Second, Ms. Lukas argues that she should not have to pay for insurance twice. We have regularly held that an overpayment may be reduced by an underpayment when they are so closely related so as to constitute a single debt. See, e.g., Ashley A. Nokes, DCA 14-149, 2014 WL 12767839 (July 16, 2014). In this case, Ms. Lukas essentially argues that no reasonable person with her preexisting health condition would be without insurance coverage. Under these circumstances, the VA should not have forwarded the entire employee FEHB premium in 2017 because she did not receive FEHB coverage from Blue Cross Blue Shield until January 2017. The payments for this private insurance are sufficiently related to the premiums sought by the VA to serve as an offset.

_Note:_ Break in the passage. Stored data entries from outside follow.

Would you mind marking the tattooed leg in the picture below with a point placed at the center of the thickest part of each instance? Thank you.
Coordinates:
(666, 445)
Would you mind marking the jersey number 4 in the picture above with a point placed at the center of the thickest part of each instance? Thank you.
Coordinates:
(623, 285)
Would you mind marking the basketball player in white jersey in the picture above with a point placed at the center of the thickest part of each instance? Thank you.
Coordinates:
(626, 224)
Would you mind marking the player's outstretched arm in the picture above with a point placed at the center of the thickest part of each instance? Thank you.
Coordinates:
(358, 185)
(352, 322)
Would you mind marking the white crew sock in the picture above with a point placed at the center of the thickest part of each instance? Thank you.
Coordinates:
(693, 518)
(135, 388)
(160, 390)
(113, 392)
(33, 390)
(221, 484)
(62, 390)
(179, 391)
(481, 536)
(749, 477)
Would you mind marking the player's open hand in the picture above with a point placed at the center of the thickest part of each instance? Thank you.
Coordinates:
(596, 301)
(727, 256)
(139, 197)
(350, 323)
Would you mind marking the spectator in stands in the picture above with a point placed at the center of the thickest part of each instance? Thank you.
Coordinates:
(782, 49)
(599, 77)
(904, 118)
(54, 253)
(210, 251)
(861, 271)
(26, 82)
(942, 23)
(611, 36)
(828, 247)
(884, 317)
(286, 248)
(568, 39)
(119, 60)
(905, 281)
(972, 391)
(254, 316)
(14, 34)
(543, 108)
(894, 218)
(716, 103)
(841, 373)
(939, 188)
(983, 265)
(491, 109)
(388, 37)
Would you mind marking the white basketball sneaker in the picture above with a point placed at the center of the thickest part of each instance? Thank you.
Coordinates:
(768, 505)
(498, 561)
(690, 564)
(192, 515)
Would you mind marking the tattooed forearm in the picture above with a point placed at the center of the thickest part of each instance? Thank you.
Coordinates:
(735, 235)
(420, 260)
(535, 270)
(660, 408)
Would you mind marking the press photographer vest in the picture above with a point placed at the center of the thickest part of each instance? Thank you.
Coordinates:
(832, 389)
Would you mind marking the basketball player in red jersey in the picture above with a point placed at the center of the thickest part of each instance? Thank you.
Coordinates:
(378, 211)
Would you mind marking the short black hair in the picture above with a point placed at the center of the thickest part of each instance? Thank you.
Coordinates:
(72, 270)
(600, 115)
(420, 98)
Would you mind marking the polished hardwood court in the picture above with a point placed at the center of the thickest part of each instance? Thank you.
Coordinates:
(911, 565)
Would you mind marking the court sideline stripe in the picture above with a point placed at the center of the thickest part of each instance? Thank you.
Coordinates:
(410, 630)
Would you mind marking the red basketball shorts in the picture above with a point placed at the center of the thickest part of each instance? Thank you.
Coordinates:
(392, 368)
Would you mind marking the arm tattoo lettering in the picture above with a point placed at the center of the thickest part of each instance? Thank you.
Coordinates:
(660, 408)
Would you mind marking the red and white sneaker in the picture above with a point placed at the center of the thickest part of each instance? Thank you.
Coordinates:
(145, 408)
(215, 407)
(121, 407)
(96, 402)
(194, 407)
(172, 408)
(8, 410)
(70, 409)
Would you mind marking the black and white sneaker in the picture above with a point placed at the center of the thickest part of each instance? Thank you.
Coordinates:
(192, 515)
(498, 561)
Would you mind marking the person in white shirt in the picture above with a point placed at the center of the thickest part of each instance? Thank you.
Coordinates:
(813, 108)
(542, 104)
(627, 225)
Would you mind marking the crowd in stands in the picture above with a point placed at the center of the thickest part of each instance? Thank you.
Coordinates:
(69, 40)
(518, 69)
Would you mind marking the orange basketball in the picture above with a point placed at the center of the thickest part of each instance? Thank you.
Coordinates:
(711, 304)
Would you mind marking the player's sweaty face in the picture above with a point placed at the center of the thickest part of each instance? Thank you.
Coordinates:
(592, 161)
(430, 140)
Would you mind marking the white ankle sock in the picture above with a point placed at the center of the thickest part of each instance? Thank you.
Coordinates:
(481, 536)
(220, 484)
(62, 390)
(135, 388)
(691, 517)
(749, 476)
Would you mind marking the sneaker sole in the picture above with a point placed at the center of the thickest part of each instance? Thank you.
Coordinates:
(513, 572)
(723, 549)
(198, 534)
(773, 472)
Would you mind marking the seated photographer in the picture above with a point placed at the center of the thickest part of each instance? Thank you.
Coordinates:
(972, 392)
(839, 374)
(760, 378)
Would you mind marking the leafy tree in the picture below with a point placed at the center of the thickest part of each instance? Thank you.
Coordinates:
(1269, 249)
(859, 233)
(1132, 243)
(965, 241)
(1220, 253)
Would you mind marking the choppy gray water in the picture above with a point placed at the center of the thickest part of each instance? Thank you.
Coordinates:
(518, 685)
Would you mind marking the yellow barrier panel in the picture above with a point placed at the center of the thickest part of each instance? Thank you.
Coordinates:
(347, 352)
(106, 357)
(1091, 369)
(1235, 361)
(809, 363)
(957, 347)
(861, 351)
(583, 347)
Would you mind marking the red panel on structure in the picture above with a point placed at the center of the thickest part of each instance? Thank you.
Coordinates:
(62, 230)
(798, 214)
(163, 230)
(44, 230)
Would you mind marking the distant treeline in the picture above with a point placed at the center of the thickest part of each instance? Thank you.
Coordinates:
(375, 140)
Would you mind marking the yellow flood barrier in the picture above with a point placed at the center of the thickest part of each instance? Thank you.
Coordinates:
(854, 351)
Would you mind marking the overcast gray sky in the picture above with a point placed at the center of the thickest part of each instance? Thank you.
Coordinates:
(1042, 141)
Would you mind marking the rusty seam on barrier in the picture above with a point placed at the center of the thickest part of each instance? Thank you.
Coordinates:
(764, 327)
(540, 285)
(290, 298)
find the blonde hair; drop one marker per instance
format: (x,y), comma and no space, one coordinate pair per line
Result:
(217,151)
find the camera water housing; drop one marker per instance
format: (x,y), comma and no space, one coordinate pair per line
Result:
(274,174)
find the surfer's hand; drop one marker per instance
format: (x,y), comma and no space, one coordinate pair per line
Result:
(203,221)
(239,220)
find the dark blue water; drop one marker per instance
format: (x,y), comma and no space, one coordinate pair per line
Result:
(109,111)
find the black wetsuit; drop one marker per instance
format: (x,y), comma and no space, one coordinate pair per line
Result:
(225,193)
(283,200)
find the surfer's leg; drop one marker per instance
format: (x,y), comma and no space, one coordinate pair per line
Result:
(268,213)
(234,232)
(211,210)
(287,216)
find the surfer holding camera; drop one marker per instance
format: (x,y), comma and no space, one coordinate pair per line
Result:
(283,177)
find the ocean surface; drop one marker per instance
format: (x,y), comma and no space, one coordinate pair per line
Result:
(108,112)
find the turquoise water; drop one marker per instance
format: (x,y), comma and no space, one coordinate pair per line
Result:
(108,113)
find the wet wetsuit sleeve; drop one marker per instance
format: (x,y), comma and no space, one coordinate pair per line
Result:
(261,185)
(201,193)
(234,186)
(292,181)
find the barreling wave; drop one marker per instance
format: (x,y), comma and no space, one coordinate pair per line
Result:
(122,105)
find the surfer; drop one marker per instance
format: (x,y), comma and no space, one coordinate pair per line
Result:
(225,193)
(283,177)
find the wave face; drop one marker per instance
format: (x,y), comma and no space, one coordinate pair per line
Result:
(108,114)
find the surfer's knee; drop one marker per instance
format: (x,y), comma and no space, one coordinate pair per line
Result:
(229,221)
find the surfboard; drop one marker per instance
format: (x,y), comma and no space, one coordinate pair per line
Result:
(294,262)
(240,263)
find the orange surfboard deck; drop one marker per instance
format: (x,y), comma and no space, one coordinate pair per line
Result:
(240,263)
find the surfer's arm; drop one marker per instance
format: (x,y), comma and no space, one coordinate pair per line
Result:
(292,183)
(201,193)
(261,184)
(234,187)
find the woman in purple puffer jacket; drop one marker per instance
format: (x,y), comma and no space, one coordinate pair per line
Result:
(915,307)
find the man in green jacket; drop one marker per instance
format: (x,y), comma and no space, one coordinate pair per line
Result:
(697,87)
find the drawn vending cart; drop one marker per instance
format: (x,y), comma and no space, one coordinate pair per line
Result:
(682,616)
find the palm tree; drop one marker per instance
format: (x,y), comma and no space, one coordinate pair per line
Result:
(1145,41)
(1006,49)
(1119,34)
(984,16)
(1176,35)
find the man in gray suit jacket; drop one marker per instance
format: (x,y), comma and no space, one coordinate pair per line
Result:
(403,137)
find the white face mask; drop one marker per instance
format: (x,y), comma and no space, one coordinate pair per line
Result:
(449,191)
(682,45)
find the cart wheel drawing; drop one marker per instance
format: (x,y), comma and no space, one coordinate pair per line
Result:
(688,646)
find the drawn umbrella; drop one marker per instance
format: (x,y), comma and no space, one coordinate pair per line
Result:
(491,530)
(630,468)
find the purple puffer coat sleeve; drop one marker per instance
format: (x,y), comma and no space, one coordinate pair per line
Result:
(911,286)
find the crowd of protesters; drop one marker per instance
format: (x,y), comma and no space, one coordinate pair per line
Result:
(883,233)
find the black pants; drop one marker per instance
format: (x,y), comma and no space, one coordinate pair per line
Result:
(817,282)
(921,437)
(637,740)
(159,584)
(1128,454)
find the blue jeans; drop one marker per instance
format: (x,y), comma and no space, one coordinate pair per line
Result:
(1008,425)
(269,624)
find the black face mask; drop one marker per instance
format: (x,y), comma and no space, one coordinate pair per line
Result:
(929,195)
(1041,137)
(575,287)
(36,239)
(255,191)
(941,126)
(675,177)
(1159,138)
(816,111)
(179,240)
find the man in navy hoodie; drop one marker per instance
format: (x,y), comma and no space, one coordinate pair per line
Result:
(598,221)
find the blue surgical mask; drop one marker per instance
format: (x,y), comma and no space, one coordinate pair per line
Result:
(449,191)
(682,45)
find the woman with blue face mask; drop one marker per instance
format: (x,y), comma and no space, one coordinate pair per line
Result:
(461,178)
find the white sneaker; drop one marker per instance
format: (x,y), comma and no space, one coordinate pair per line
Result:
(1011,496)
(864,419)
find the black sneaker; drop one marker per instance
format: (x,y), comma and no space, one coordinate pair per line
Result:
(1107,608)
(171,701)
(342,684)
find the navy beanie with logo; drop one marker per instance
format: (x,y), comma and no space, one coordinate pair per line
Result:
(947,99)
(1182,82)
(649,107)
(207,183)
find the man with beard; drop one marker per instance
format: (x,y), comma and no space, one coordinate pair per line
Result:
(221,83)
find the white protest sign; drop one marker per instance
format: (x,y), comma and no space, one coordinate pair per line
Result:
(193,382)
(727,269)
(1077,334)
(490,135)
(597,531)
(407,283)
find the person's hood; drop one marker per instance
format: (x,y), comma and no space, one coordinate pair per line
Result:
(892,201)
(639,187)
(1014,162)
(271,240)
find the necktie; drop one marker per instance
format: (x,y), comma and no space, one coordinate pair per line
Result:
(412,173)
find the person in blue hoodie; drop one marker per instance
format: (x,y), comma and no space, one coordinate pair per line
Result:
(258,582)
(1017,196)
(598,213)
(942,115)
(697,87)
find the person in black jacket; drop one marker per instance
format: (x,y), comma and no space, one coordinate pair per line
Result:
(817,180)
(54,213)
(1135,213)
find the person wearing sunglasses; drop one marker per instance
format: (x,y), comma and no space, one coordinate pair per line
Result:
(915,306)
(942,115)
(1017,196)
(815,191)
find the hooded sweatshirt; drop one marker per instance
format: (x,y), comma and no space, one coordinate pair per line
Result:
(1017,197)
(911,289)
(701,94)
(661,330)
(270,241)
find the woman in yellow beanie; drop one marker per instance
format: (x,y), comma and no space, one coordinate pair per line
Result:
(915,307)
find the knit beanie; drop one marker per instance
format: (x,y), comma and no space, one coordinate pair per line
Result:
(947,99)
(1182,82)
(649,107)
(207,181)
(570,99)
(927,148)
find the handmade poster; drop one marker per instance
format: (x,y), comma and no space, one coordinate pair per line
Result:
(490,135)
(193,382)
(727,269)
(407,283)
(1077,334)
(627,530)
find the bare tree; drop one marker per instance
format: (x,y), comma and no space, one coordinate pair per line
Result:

As the debt and the payments all relate to the VA’s failure to process Ms. Lukas’s insurance coverage, I find that I may consider Ms. Lukas’s claim for offset. Ms. Lukas paid $525 for Blue Cross Blue Shield coverage procured by a means other than FEHB (i.e., $175.05 a month for the months of September, October, and November 2016). This amount is more than to what the VA seeks to collect. The coverage was provided by the same insurance company for roughly the same period of time. Because the amounts are closely related and were paid directly to Blue Cross Blue Shield, I am persuaded by Ms. Lukas’s second argument and conclude that offset is appropriate here.
ORDER
The Petition is dismissed in part and granted in part. The Petition is dismissed as to the $400.72. The Petition is granted as to the $500.90. The VA shall return $500.90 to Ms. Lukas.
Peter F. Pontzer
Administrative Judge
1 Jurisdiction for the Petition is based on a Memorandum of Understanding between the United States Postal Service and the Department of Veterans Affairs (VA). The memorandum is on file with the Postal Service Judicial Officer, 2101 Wilson Blvd., Suite 600, Arlington, VA 22201. It provides for the use of administrative judges and administrative law judges to hear matters arising under the Debt Collection Act of 1982, 5 U.S.C. § 5514. Procedural matters in this forum are governed by 39 C.F.R. Part 961. To the extent applicable, regulations issued by the VA under the Debt Collection Act of 1982, 38 C.F.R. §§ 1.980 – 1.995, are cited herein.
2 The VA’s exhibits are cited as “(AE ___)” for agency exhibits. Ms. Lukas’s exhibits are cited as “(Pet. Exh. ___)” for Petitioner’s exhibits.
3 The amount represents FEHB premiums for five pay periods at $100.18 per pay period (AE 5 at 8).
4 Blue Cross Blue Shield confirmed that Ms. Lukas had Blue Cross Blue Shield coverage procured through a private plan, not FEHB. The VA objects to considering the coverage because it was provided under a family plan, not single coverage. Whether provided as part of a family plan or single coverage does not make a difference to this Decision.
5 Petitioner’s September 19, 2017 submission has been marked as Pet. Exh. 6.
7 The record includes Leave and Earnings Statements and Standard Form 50s, Notification of Personnel Action, showing her annual salary (Pet. Exh. 1; AE 1).
8 Further justifying this unusual exception to our existing case law is the fact that Ms. Lukas happened to purchase her private insurance through Blue Cross Blue Shield which is the same company she elected for her FEHB insurance. Blue Cross Blue Shield was already receiving insurance premiums from Ms. Lukas. She would get nothing by paying the Blue Cross Blue Shield premium a second time.